What are the issues around GLP-1 agonists and HRT?

HRT is widely prescribed in primary care – women with obesity are most likely to be using a transdermal (TD) form of oestrogen, which will not be affected by a GLP-1 agonist. TD oestrogen does not increase the risk of venous thromboembolism (VTE) and is therefore recommended for all women with an increased background risk of VTE, including a BMI ≥30 kg/m2. Women who have not had a hysterectomy need to combine the oestrogen in HRT with a progestogen; unopposed oestrogen carries a significant risk of endometrial hyperplasia and cancer, both of which are conditions for which obesity is also an independent risk factor.

Women taking a combined patch (or TD oestrogen with a levonorgestrel intrauterine device as their progestogen) are unaffected by the use of a GLP-1 agonist, as the entire regime is non-oral; the same would apply to a woman using a combined oral preparation, as any reduction in efficacy would apply equally to the oestrogen and the progestogen and so not increase the risk of endometrial proliferation. It is possible that the latter group might find a reduction in the efficacy of their HRT when using tirzepatide (for the same pharmacokinetic reasons discussed regarding contraception), but the likelihood and magnitude of this is unknown.

The group at risk of endometrial hyperplasia are those women using a GLP-1 and also using TD oestrogen (which will be unaffected by the GLP-1 agonist) and an oral progestogen, as the absorption of the progestogen may be reduced while the oestrogen stays the same, leaving the woman with an unbalanced regime and an insufficient amount of progestogen to protect her endometrium from the oestrogen.

The British Menopause Society (BMS) has made the following recommendations for this cohort, emphasising that data is notable by its absence:

  • Women using a GLP-1 should ideally use a non-oral form of progestogen alongside their TD oestrogen.
  • Where they prefer to continue with an oral progestogen, they should be informed of the lack of data to inform any dose adjustment.
  • A potential approach is to increase the dose of the oral progestogen for four weeks after starting a GLP-1 agonist, and after every dose increase until a stable dose is reached.
  • In the event of unscheduled bleeding, it may be wise to investigate earlier than suggested in national guidance for women using a GLP-1 agonist.

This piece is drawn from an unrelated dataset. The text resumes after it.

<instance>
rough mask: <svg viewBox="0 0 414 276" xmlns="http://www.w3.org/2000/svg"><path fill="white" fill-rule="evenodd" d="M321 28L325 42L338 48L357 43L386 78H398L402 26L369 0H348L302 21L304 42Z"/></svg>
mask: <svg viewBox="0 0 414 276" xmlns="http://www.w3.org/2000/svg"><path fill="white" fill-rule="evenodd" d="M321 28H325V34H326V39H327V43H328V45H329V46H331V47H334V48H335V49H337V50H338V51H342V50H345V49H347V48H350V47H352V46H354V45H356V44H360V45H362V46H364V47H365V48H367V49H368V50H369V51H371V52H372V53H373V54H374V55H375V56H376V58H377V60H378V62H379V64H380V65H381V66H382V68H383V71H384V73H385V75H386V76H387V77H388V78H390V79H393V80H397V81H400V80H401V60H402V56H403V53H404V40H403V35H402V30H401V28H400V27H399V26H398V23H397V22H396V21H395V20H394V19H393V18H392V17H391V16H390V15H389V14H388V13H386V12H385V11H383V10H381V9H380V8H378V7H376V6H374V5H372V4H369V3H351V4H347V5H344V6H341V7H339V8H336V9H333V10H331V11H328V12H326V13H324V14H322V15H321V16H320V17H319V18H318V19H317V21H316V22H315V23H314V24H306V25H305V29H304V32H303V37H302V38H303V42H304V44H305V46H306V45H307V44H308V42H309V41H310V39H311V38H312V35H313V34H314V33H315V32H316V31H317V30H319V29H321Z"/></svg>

The BMS guidance did not say by how much the dose of oral progestogen should be increased – a document published by the Primary Care Women’s Health Society (PCWHS) suggested that a pragmatic approach would be to use the same increases as we would use for women taking a higher than usual dose of oestrogen, but also pointed out that the lack of data to guide this and emphasised that the levonorgestrel intrauterine device gives the best endometrial protection and should be recommended in this situation.